Case Study — Gemma's Kitchen

A Goan kitchen's identity, built to read from the road.

Client Gemma's Kitchen
Scope Wordmark & colour identity system
Discipline Brand identity
Year 2024

Gemma's Kitchen

Goan Restaurant
IC Colony, Mumbai
——
Brand identity system

Gemma's Kitchen is a Goan restaurant in IC Colony, Mumbai — a place that begins with a love story and serves the food that came with it.

It needed an identity from the mark outward: a name to hang above the door, a menu to hold at the table, a face for Instagram. One system that would carry the same warmth across signage, print, and screen.

The ask was a wordmark and a colour world — enough to open with, and consistent enough to grow into.


Goa is a place you recognise before you can name it. The identity had to feel that way — coastal and Catholic-Goan, without spelling it out.

There is a shared visual memory to draw on. The deep bottle green of old Goan shutters and colonial-era signboards. The warm gold of a hand-painted name board. The azulejo blue on church walls and house facades — the same blue that saturates Mario Miranda's Goa.

An identity could lean on that memory rather than invent a new one. The work was choosing which notes to play, and where — so the brand reads as a place first and a logo second.

Two surfaces set the terms. The name board has to carry from road distance, day and night. The menu has to feel personal in the hand. A single palette had to serve both without compromise.


Settle the mark first. Let colour carry the place.
  • 01 Three typographic directions. We drew the wordmark three ways — one bold and dramatic, one warm and flowing, one bold and rounded — so the voice could be chosen by eye before anything else was committed.
  • 02 A palette grounded in Goa. Forest green and warm gold as the primary; parchment and deep ink for print; a dark, cream-script reversal for evenings and digital; azulejo teal held back as the accent.
  • 03 One job per colour. Each palette was assigned the surface it performs best on — green and gold for the name board, parchment and ink for the menu, dark and cream for the lit evening sign and the feed. The system stays coherent because nothing is asked to do everything.

The Wordmark

Each direction reads cleanly at a glance and holds up at signage scale — the difference is tone. The review chooses the voice; colour follows.

  • Kaushan — bold & dramatic The most confident of the three.

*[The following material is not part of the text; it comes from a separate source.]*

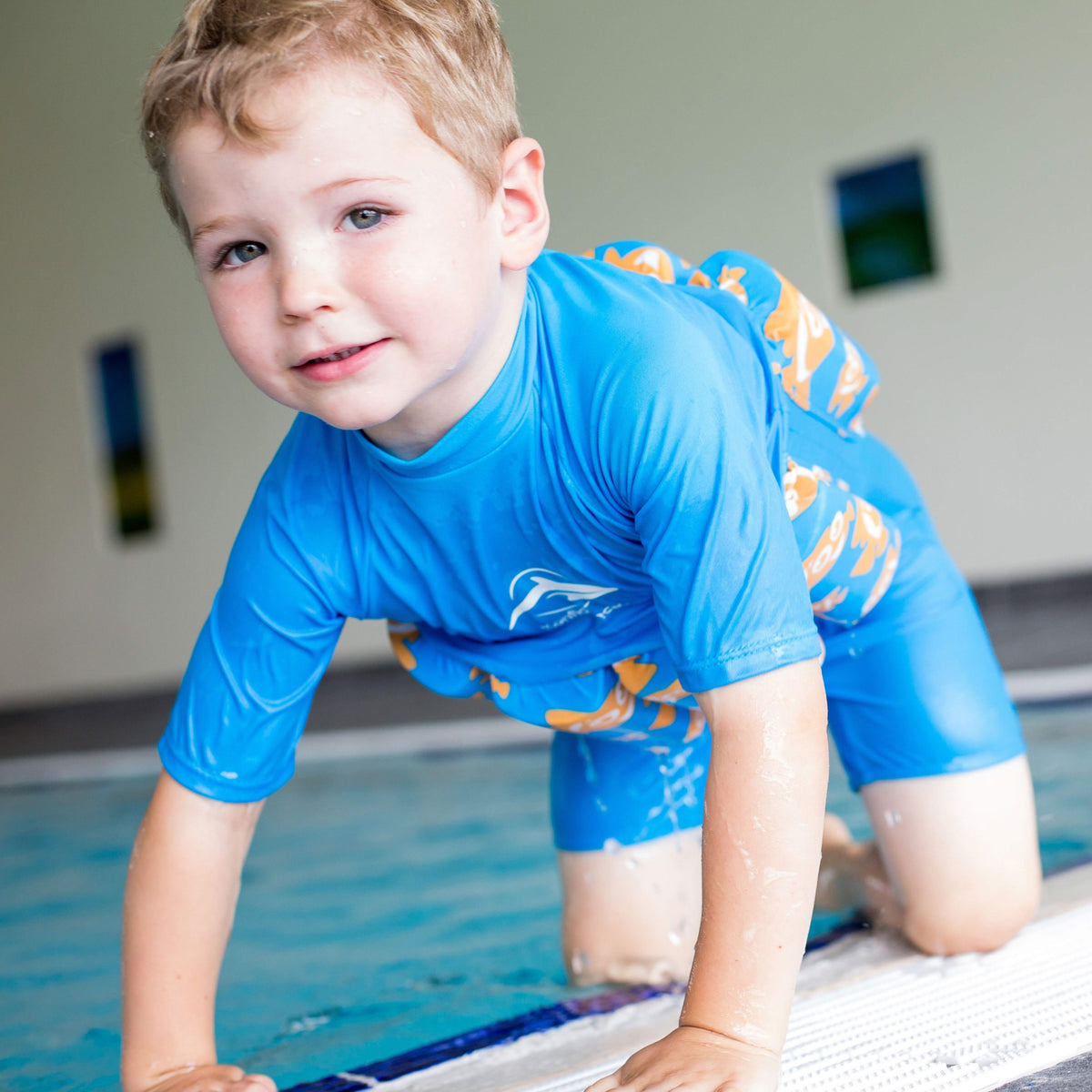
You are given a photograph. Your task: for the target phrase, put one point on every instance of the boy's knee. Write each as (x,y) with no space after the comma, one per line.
(602,962)
(971,920)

A script with weight, made to command a name board.
  • Yesteryear — warm & flowing Softer and more personal — closer to a hand-written recipe card than a storefront.
  • Lobster — bold & rounded Friendly and full, with the roundness of a welcoming kitchen.
[ Artwork — three wordmark directions: Kaushan, Yesteryear, Lobster ]

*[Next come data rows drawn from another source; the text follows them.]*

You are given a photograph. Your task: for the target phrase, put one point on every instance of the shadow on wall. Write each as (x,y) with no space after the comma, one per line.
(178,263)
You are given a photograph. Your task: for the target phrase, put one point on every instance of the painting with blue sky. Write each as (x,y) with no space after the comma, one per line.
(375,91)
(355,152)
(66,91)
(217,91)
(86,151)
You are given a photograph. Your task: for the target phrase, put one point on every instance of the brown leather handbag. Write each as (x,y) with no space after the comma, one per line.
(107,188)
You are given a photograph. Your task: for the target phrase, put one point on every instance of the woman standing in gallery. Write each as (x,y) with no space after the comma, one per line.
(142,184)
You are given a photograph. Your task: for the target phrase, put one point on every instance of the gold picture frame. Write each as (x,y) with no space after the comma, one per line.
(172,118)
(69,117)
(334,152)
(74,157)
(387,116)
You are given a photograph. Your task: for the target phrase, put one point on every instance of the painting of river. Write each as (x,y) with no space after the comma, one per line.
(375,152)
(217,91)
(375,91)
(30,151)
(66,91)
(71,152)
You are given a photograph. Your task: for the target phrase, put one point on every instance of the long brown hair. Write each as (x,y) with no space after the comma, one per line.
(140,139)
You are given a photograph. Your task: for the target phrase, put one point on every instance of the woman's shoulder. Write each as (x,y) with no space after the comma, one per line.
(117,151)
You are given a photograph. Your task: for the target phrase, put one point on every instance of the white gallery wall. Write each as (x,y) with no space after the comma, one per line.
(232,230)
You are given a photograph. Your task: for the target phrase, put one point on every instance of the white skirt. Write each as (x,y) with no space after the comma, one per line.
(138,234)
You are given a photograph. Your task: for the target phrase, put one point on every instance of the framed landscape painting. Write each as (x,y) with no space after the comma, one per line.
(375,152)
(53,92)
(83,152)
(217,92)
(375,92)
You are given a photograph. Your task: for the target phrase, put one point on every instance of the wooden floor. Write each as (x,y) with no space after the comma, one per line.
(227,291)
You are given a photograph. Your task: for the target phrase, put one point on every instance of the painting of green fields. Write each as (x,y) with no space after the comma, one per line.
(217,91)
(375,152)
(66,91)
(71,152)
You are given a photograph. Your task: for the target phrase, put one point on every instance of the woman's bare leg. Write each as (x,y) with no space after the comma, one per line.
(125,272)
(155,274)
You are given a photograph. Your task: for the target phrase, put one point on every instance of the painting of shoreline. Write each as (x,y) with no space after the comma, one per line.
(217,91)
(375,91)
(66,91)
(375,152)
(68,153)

The wordmark — three directions for review

The Colour System

Four palettes, each with a clear home — together they cover every surface the restaurant lives on, from the road to the feed.

  • Forest green & gold — primary The name board above the door. Maximum contrast, legible day and night from road distance, with genuine Goan-Portuguese authority.
  • Parchment & ink — print The inside of a hand-written recipe card. The menu, the visiting card, the default page — the version people hold in their hands.
  • Dark & cream — evening & digital The lit evening variant: a glowing sign after dark, and the strongest performer on the Instagram feed and backlit signage.
  • Azulejo teal — accent The most distinctly Goan note — tile blue from church walls and old facades. Held for story covers, seasonal inserts, and highlights.
[ Specimen — four-palette colour system with surface assignments ]

The colour system — four palettes, one identity

In Place

The mark was carried onto the surfaces that matter — the name board at scale, the menu cover and inside pages, the visiting card, and a circular monogram for the Instagram profile — then delivered as a full set of formats: light, dark, mono, and reversed.

[ Mockups — name board, menu, visiting card, profile monogram ]

Applications — signage, menu, card, and profile mark



A restaurant's identity earns its keep on a name board and a menu before it ever reaches a screen. Get those right, and the brand already feels like the place it names.